Thursday, October 17, 2013

Fire: The Mother of All Fear

I was mesmorized by the flames in the cast iron barrel stove. "Study the fire," our friend Dago urged.

Perched on the cast iron picnic bench, I let myself go into its mind. Primitive. Raw energy. Cleansing. Tall flames licked sticks, then hunkered down, got serious, and had their way with logs. I shuddered to think what they could do to a house, a car, a person. Suffocation or water could stop it, but it would sizzle resistence to its end. Maybe the smoke off it made designs like clouds make shapes. I didn't see what Dago did.
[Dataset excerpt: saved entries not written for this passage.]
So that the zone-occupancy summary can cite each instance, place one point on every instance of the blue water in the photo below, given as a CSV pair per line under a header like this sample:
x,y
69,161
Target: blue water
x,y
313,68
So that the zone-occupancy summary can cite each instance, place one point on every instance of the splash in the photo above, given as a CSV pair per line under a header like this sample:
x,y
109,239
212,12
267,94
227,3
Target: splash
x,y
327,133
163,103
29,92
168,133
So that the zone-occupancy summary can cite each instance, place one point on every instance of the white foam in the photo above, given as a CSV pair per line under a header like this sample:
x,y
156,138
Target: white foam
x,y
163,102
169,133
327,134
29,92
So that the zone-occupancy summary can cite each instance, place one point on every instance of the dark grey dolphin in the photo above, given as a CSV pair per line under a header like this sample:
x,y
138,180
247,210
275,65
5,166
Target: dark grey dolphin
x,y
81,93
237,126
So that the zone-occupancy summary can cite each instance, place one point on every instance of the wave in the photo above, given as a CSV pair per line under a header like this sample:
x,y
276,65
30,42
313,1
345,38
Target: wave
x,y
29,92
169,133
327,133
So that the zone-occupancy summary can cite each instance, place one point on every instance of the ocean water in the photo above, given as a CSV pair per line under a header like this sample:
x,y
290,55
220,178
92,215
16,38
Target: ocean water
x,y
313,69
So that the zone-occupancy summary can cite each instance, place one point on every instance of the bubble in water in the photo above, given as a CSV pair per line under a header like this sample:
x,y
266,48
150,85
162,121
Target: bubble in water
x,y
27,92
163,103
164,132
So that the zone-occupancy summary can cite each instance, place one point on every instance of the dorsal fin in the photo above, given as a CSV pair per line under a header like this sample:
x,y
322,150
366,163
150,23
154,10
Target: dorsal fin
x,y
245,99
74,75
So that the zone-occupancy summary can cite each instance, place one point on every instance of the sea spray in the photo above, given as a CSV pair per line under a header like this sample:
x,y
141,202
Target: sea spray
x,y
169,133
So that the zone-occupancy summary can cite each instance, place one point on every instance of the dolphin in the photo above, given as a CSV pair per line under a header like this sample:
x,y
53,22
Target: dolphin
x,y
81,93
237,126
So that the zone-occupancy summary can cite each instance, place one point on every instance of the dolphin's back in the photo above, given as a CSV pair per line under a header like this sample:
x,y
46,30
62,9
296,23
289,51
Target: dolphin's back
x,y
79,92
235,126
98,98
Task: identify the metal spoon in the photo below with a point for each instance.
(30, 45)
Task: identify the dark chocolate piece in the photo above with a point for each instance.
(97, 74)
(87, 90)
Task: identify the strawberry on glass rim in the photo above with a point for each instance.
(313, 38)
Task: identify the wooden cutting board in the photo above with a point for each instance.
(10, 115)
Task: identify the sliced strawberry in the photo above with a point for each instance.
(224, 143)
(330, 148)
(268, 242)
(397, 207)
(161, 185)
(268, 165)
Fire has a purpose. Animals eat ashes for salt and minerals. Ashes and lye make soap. It kept us warm, heated our teakettle on the cookstove, and baked Mom's bread. She knew exactly how many cobs it took to make a perfect angel food cake. My first encounter with fire was when I was a pre-schooler. It was my job to reach into the cob basket and pick out those with kernels of corn left on. Mom lifted the stove lid for me to add cobs one at a time to "feed the fire," she said. All was well until I rested my wrist on the stove. Ouch!!! An inch by 3/4 inch blister shot up. I ran outside to show Daddy, slid face down in the mud, and peeled off my top layer of skin. I have a permanent ID on my left wrist. I learned respect for fire, and I continue to be educated by its blessings and dangers.

Each spring Daddy bought a hundred three-day old chicks and brought them home to the brooder house. Mom caught one and held it to my ear. Its cottony coat tickled me, and the chick talked to me, "Peep." Everyday I wanted to play with them. It wasn't long until they sprouted feathers and we couldn't catch them. One cold morning, Daddy looked out and saw too much smoke rising from the brooder house. He ran out to save them. Mom and I watched him carry the circular stove out and drop it in the snow. He came in breathless. No chicks died, but, the front fell off of his new leather jacket.
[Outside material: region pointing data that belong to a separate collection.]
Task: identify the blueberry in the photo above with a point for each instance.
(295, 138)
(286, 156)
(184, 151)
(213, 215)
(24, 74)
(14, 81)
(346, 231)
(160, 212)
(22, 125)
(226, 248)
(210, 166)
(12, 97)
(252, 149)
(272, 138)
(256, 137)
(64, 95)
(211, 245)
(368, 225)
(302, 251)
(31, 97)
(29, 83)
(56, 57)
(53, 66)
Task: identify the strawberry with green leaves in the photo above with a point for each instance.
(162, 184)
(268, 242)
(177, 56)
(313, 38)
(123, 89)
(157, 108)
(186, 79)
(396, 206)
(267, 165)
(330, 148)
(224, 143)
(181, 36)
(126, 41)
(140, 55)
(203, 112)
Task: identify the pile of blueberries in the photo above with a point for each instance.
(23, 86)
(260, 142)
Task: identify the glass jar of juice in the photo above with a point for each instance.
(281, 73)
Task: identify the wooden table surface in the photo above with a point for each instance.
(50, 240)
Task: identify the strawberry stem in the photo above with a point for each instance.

District #70 had a program every month. When I was nine, I broke my leg the first week of school and couldn't be in the program. Miss Anderson put a paper napkin bow in my hair, a candle in my hand, and stood me beside the piano. All went well until I turned my head and the napkin caught fire. Mom jumped out of the audience, ran to me, pulled the fire off my head and stomped it out. I was stunned but not hurt. She said when she saw me with the candle, she never took her eyes off me. Thank God!

The most disturbing fire was the one in our upstairs bedroom. Registers were opened to allow for heat rising off the oil stove. When our parents decided it wasn't enough, Daddy lit the fuel oil stove in our bedroom. It might not have bothered me, if I hadn't been able to see the flame through the glass on the front. I couldn't sleep. I was paralyzed. Somewhere in the deep recesses of my soul, I knew I'd been burned alive. A nightmare? My imagination? Or was it another time? another place? Wherever it came from, it is my mother of all fears.